Older Workers Face an Unemployment Gap not Seen in Nearly 50 Years

Every recession since the 1970s had one thing in common: Older workers experienced lower unemployment than everyone else. The Covid-19 recession flipped this pattern for older workers (ages 55 and older) relative to mid-career workers (ages 35 to 54). Older workers have faced higher unemployment rates than mid-career workers for the length of the pandemic—the first time since 1973 such an unemployment gap has persisted for so long.

The historic reversal of the older worker unemployment gap highlights the unique challenges the pandemic recession poses for older workers, with significant ramifications for retirement security—as documented in the latest report from the Schwartz Center for Economic Policy Analysis, coauthored by me, Bridget Fisher, Teresa Ghilarducci and Siavash Radpour. Unemployment and a sluggish recovery for older workers raise the risk of early and involuntary retirement. These factors lead to higher rates of downward mobility in retirement: households falling from the middle class (during their careers) to poverty or near-poverty in retirement.

To better understand the unemployment gap, we used Current Population Survey data to track workers’ monthly transitions between employment and unemployment. The unemployment gap can be broken down into three related factors: higher initial job loss for older workers, disproportionate levels of continuing job loss and slower recovery from unemployment.

First, the unprecedented burst of job loss in March and April hit older workers harder. The single-month rate of job loss in this period was 10.9 percent for older workers, compared to 8.9 percent for mid-career workers (see the report for technical details of this measure). Disparate job loss at the very outset of the recession created the unemployment gap.

The second contributor to the unemployment gap is ongoing job loss. Even six months after the initial burst of layoffs and furloughs, older workers continue to lose jobs at higher rates. Between April and September, older workers have been 16 percent more likely on average to fall into unemployment than mid-career workers. If older workers faced the same rate of job loss as mid-career workers, they would have lost 1 million fewer jobs over the entire pandemic period.

Although rates of job loss have fallen from their historic peak in March and April, the numbers suggest we are still in a recession economy. In September, older workers fell into unemployment at a rate roughly double that of 2019.

The final factor prolonging the unemployment gap is older workers’ slower recovery from unemployment. The unemployment gap might have disappeared if, after losing jobs at a higher rate in the initial phase of the downturn, older workers recovered jobs more quickly in subsequent months. This was the pattern for other groups of workers, including Latinx workers and those without a college degree. By contrast, older workers did not bounce back quickly. Between April and September, they were on average 12 percent less likely than mid-career workers to return to work from unemployment.

Older workers’ slower recovery out of unemployment is not novel to the pandemic recession. Unemployed older workers typically spend longer durations out of work, due in part to age discrimination. The difference today is that this job-finding disadvantage is layered on top of an existing unemployment gap.
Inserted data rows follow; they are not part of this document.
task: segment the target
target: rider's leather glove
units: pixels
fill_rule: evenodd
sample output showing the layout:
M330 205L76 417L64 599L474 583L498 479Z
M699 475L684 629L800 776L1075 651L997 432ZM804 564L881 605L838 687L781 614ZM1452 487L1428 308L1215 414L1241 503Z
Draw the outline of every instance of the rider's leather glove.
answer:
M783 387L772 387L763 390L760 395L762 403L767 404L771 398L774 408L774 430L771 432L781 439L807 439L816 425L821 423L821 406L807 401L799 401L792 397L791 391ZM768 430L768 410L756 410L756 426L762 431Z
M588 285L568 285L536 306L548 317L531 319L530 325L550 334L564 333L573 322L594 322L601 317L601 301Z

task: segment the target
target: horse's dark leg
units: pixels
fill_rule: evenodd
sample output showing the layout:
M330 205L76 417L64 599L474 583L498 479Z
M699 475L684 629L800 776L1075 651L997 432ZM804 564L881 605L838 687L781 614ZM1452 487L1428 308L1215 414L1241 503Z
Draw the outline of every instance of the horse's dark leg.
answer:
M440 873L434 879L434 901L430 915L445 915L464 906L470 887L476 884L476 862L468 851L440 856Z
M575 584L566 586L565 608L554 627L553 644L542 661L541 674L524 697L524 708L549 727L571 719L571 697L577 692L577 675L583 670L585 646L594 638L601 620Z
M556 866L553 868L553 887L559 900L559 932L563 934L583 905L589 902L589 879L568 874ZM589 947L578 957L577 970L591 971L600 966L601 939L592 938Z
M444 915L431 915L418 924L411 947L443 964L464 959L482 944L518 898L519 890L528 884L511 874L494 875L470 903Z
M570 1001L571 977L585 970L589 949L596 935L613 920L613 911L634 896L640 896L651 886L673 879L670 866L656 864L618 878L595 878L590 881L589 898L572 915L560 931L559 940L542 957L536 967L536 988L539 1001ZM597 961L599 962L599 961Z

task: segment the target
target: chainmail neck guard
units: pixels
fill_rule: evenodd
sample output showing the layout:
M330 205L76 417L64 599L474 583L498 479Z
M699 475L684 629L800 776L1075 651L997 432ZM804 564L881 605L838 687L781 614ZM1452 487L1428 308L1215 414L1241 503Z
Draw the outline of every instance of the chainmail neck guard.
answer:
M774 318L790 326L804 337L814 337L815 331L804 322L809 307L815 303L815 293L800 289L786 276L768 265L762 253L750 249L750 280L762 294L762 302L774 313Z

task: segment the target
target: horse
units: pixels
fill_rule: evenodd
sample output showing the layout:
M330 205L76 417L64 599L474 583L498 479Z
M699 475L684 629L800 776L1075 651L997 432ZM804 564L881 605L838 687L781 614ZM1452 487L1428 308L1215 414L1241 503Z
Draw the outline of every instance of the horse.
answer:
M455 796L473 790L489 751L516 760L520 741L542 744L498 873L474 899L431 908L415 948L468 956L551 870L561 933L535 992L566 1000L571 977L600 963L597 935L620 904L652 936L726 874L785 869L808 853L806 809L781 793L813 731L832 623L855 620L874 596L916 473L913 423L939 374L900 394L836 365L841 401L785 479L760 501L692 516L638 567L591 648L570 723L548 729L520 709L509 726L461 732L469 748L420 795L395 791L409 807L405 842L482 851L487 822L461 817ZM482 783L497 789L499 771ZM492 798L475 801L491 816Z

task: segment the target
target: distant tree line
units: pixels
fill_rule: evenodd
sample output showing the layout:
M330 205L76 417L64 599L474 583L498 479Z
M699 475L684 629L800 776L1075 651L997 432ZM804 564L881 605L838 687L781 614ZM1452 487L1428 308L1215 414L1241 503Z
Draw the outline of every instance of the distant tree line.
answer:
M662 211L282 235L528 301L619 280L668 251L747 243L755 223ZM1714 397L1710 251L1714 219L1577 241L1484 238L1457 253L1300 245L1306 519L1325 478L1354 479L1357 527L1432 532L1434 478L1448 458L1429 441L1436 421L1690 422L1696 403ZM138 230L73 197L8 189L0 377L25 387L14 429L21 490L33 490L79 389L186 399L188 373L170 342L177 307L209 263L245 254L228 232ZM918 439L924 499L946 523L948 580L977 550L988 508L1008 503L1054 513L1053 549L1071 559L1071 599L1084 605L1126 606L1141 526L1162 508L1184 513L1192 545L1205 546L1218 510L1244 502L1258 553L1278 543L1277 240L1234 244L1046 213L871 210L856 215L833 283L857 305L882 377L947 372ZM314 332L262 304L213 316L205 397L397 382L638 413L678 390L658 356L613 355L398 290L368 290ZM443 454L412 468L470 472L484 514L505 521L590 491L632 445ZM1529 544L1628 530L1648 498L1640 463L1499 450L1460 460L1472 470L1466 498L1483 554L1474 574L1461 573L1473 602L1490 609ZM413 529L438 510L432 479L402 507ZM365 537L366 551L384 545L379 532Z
The numbers outlined above tell part of the story, but they do not explain the precise sources of older workers’ disadvantage. Among the factors that are known to us are the pandemic’s unique health effects, which pose disproportionate and unequal risks for older workers. As businesses perceive increased liability concerns stemming from the virus, older workers may encounter greater age discrimination. Older job seekers may also feel that employers have put insufficient effort into ensuring safety protections.

To date, federal response to the Covid-19 pandemic and recession has paid too little attention to the particular vulnerabilities of older workers. One of the few retirement-related provisions in the CARES Act, the suspension of penalties associated with early 401(k) withdrawal, was actually a step backward. A revived federal response to the economic and health effects of the pandemic should renew enhanced unemployment benefits first and foremost. Because older workers tend to experience longer spells of unemployment, they would benefit additionally from such assistance.

Older workers would also benefit from an empowered and engaged Occupational Safety and Health Administration, the regulatory body responsible for ensuring workplace safety—and criticized recently for doing too little for at-risk workers. It would be especially harmful to older workers if Congress went through with proposed liability waivers for businesses that are unwilling to protect workers from Covid-19.

Likewise, age discrimination statutes should be enhanced to meet the needs of older workers in the pandemic economy. Federal disability law requires workers to provide “reasonable accommodations” to workers with disabilities, but a similar requirement does not hold for older workers. Extending reasonable accommodation protections to older workers would be a direct way to keep more older workers safely employed.


Owen Davis is a doctoral student in economics at the New School for Social Research and a research associate at the Schwartz Center for Economic Policy Analysis, in New York City.